И садясь в такси, она пожалела, что вернула графинчик недопитым.
Ассистентка открыла дверь радостно, словно наступил праздник. В модном тренировочном костюме, спортивная, свеженькая, с мокрой прядью волос после принятого душа... Калязина улыбнулась – ее уроки не пропали, хотя и не помнила, чтобы рекомендовала заниматься спортом.
– Аделаида Сергеевна, кофе пить будете? – спросила Вера, принимая плащ и вдыхая чужие, французские духи.
– Обязательно.
Калязина прошла в комнату, сразу увидев четырехугольный пакетик, обвязанный узлатым шпагатом, – он белел на тьме полированного столика.
– Вот. – Ассистентка показала на него взглядом.
– Спасибо, милочка. Дома расшифрую. – Калязина опустила пакет в широкий карман и между прочим спросила:
– Как она себя вела?
– Когда я ей сказала про плащик, то она заметно вздрогнула.
– Еще что?
– Больше ничего.
– Она до сих пор находится в глубоком сне.
– Пойду варить кофе...
– Милочка, стало ли у тебя в доме цивилизованнее?
Побежавшая было ассистентка растерянно остановилась, не зная, что ответить.
– Я хочу спросить, пьешь ли ты кофе с коньяком, ромом, ликером либо по-прежнему без всего?
– Аделаида Сергеевна, у меня в доме стало цивилизованнее, – весело ответила Вера, уже пропадая на кухне.
Калязина оглядела знакомую комнату.
В окно било сухое солнце. Тот же секретер, та же шкурка неизвестного животного, то же убожество... Да вот говорит, что стало цивилизованнее. Наверное, купила бутылку восьмирублевого коньяка. То же убожество, но сегодня как-то веселее – от сухого солнца, бьющего сквозь чистое стекло на это убожество. При чем тут сухое солнце? Карман ее теплит, оттуда греет и светит.
Калязиной вдруг показалось, что сухое солнце выкинуло какую-то незаметную и подлую шутку. Запетлявшим взглядом обежала она стены, ничего не обнаружив. Тогда ее взгляд ринулся за лучами сухого солнца... И остановился, не принимая увиденного, – глаза видели, но мозг не понимал того, что видели глаза. Калязина замерла бездыханно, не в силах двинуться, сказать или оглянуться...
Вместо лица бывшего Вериного мужа с фотографии смотрела самодовольная физиономия рыжечубого инспектора уголовного розыска.

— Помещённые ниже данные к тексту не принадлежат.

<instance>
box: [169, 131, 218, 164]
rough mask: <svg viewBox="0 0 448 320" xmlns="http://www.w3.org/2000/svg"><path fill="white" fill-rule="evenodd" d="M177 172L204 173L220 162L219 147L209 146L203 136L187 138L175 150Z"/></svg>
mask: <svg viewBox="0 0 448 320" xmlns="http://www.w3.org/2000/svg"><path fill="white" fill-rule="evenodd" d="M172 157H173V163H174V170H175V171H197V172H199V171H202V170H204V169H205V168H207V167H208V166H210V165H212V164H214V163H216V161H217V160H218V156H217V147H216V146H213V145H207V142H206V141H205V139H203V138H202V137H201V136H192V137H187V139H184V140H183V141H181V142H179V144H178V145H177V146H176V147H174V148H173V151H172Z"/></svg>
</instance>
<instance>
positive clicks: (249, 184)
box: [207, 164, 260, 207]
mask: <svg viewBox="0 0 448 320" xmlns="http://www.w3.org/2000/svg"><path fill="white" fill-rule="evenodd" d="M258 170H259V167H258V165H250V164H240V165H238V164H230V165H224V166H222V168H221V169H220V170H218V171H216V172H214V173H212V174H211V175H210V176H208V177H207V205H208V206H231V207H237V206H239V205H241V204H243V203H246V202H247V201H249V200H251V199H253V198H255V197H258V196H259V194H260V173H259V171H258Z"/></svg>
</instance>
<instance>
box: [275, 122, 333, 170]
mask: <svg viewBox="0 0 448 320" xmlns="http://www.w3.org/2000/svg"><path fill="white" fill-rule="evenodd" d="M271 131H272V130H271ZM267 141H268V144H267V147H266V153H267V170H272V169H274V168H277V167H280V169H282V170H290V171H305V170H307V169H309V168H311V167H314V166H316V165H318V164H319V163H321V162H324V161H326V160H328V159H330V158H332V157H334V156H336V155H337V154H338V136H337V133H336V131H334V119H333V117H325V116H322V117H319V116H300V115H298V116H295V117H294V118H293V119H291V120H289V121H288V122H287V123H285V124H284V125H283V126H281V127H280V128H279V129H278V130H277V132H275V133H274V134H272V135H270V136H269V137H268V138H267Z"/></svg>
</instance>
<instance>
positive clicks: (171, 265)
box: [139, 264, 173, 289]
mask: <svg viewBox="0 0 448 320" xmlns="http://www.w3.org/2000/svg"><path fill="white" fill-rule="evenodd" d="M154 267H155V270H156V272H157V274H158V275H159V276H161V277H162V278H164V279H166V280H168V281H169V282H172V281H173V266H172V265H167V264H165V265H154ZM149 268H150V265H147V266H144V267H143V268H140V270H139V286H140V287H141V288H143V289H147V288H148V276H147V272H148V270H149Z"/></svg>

Аделаида Сергеевна выдохнула воздух, который она, казалось, вдохнула час назад, и отерла мокрый лоб мокрой ладонью. На цыпочках, на дрожащих ногах прошуршала она в переднюю, схватила плащ и взялась за дверную ручку. Сухое солнце...
– Уходите? – удивилась Вера за ее плечом; в руках поднос с чашками, вазочками и восьмирублевой бутылкой коньяка.
– Спешу, – глухо буркнула Калязина.
– Вы на меня обиделись? – Хозяйка зачем-то опустила поднос на тумбу для обуви.
– Открой дверь! – приказала Аделаида Сергеевна и обернулась.
И увидела красивые глаза, которые смотрели на нее без мысли, без чувств, без выражения. Их странная пустота так поразила Калязину, что она оставила дверь, пытаясь соединить в сознании фотографию инспектора с незнакомым холодом этого взгляда. Они стояли и смотрели друг на друга в тишине передней, лишь в кофейнике с бессильным шипением бродил раскаленный кофе.
Калязина очнулась и рванула дверь. Та не устояла, выстрельно распахиваясь.
– Аделаида Сергеевна, не спешите. – Ассистентка взяла начальницу за локоть.
– Убери руку, милочка!
Калязина швырнула ей в лицо плащ и ударила плечом в грудь. Вера отскочила к стене, сметнув поднос на пол. Звон разбитой посуды через распахнутую дверь скатился до подъезда. Калязина ринулась из квартиры только захрустели под каблуками фаянсовые черепки...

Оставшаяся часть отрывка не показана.